In this thought experiment the way to go is not to "i see that AGI could likely fail at this step, therefore it will fail" but to keep thinking and inventing better moves for AGI to execute, which won't be countered as easily. It is an important part of "security mindset" and probably major reason why Eliezer speaks about lack of pessimism in the field.

1Charlie Sanders9mo
There exists a diminishing returns to thinking about moves versus performing the moves and seeing the results that the physics of the universe imposes on the moves as a consequence.  Think of it like AlphaGo - if it only ever could train itself by playing Go against actual humans, it would never have become superintelligent at Go. Manufacturing is like that - you have to play with the actual world to understand bottlenecks and challenges, not a hypothetical artificially created simulation of the world. That imposes rate-of-scaling limits that are currently being discounted. 

Both times my talks went that way (why they did not raise him good - why we could not program AI to be good; cant we keep on eye on them, and so on), but it would take to long to summarise something like 10 minutes dialog, so i am not going to do this. Sorry. 

Evolution: taste buds and ice cream, sex and condoms... This analogy always was difficult to use in my experience. A year ago i came up with less technical. KPIs (key performance indicators) as inevitable way to communicate goals (to AI) to ultra-high-IQ psycopath-genius who's into malicious compliance (kinda cant help himself being clone of Nicola Tesla, Einstain and bunch of different people, some of them probably CEO, becouse she can). 

I have used it only 2 times and it was way easier than talks about different optimisation processes. And it took me only something like 8 years to come up with!

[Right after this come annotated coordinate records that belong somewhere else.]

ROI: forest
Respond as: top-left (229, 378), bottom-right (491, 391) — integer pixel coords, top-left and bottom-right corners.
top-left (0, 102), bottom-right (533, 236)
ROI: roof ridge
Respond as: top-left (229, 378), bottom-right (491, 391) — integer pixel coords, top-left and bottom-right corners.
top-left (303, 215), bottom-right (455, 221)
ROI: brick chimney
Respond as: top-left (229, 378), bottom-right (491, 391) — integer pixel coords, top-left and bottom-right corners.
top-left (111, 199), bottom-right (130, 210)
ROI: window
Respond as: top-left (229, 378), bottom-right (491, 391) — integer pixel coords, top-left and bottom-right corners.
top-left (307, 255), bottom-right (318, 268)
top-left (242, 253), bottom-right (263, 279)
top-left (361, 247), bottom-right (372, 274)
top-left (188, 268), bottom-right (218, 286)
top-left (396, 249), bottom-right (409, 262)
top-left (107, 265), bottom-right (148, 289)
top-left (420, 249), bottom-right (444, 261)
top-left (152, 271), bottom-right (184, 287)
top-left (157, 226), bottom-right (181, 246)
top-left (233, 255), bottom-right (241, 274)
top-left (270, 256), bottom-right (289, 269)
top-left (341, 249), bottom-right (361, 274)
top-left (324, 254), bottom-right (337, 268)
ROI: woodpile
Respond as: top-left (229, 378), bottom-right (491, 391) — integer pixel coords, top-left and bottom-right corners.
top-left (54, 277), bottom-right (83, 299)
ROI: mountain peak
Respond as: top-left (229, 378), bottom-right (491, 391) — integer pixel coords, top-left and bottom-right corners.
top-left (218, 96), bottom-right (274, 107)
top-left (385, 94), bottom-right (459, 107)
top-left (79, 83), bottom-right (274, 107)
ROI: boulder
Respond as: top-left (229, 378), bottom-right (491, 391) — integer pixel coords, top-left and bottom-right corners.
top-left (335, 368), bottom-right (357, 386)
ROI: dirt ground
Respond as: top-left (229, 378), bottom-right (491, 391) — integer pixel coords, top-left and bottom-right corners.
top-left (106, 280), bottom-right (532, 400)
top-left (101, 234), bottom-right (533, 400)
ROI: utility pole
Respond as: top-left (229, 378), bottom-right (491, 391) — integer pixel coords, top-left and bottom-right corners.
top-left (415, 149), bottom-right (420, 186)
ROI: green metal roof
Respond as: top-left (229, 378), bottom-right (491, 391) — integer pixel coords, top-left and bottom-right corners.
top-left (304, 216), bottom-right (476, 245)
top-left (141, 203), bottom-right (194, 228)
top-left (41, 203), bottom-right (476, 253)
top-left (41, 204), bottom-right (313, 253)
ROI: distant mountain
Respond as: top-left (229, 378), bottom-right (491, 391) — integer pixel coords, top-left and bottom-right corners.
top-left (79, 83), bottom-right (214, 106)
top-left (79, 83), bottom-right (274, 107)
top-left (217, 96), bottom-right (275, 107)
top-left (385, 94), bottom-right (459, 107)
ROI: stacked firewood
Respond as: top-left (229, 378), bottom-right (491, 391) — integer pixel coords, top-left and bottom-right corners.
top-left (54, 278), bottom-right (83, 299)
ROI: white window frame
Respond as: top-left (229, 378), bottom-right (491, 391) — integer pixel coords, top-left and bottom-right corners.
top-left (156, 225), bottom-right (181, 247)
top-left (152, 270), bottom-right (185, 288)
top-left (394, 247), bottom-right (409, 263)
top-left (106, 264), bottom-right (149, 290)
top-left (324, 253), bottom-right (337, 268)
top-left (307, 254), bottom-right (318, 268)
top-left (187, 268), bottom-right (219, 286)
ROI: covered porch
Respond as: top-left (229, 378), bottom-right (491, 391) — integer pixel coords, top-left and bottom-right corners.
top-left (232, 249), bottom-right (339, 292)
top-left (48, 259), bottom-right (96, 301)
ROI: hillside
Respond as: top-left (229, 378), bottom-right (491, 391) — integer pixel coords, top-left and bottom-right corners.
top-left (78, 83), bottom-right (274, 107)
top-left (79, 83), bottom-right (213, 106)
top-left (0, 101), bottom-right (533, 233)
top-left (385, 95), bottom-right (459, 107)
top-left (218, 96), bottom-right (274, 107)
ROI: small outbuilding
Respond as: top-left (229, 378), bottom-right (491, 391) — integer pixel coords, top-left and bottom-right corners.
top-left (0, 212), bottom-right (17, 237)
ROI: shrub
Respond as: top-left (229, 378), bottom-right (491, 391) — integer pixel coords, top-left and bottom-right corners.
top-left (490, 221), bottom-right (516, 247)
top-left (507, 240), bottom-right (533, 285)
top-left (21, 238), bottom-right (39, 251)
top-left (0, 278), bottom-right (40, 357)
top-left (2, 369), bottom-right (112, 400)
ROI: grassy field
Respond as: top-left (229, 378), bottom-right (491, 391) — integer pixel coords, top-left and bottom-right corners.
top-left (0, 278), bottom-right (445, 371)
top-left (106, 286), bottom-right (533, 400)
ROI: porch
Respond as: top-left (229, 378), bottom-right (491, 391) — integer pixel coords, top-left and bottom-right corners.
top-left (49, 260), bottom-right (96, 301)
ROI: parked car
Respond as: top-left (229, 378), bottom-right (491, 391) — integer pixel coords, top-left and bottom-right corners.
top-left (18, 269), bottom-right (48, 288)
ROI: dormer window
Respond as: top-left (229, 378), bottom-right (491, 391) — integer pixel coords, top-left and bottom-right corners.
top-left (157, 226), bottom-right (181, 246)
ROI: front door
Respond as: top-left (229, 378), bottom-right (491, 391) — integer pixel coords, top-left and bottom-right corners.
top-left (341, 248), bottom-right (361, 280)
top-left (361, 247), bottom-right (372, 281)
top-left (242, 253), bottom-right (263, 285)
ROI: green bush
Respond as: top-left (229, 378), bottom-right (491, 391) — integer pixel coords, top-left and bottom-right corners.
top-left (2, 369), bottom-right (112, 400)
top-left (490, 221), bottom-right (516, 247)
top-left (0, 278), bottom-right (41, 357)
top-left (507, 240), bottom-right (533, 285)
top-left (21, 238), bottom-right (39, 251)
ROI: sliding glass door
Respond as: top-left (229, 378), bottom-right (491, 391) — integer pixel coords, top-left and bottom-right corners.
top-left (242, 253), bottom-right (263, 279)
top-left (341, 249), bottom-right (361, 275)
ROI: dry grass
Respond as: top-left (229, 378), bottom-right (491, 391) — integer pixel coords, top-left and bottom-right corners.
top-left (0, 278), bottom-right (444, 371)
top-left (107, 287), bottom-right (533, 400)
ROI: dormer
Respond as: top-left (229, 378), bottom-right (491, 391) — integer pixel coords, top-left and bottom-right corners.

This analogy will be better for communicating with some people, but I feel like it was the goto at some earlier point, and the evolution analogy was invented to fix some problems with this one.  IE, before "inner alignment" became a big part of the discussion, a common explanation of the alignment problem was essentially what would now be called the outer alignment problem, which is precisely that (seemingly) any goal you write down has smart-alecky misinterpretations which technically do better than the intended interpretation. This is sometimes called nearest unblocked strategy or unforseen maximum or probably other jargon I'm forgetting. The evolution analogy improves on this in some ways. I think one of the most common objections to the KPI analogy is something along the lines of "why is the AI so devoted to malicious compliance" or "why is the AI so dumb about interpreting what we ask it for". Some OK answers to this are... * Gradient descent only optimizes the loss function you give it. * The AI only knows what you tell it. * The current dominant ML paradigm is all about minimizing some formally specified loss. That's all we know how to do.  ... But responses like this are ultimately a bit misleading, since (as the Shard-theory people emphasize, and as the evolution analogy attempts to explain) what you get out of gradient descent doesn't treat loss-minimization as its utility function, and we don't know how to make AIs which just intelligently optimize some given utility (except in very well-specified problems where learning isn't needed), and the AI doesn't only know what you tell it. So for some purposes, the evolution analogy is superior. And yeah, probably neither analogy is great.
2Quintin Pope9mo
I dislike both of those analogies, since the process of training an AI has little relation with evolution, and because the psychopath one presupposes an evil disposition on the part of the AI without providing any particular reason to think AI training will result in such an outcome.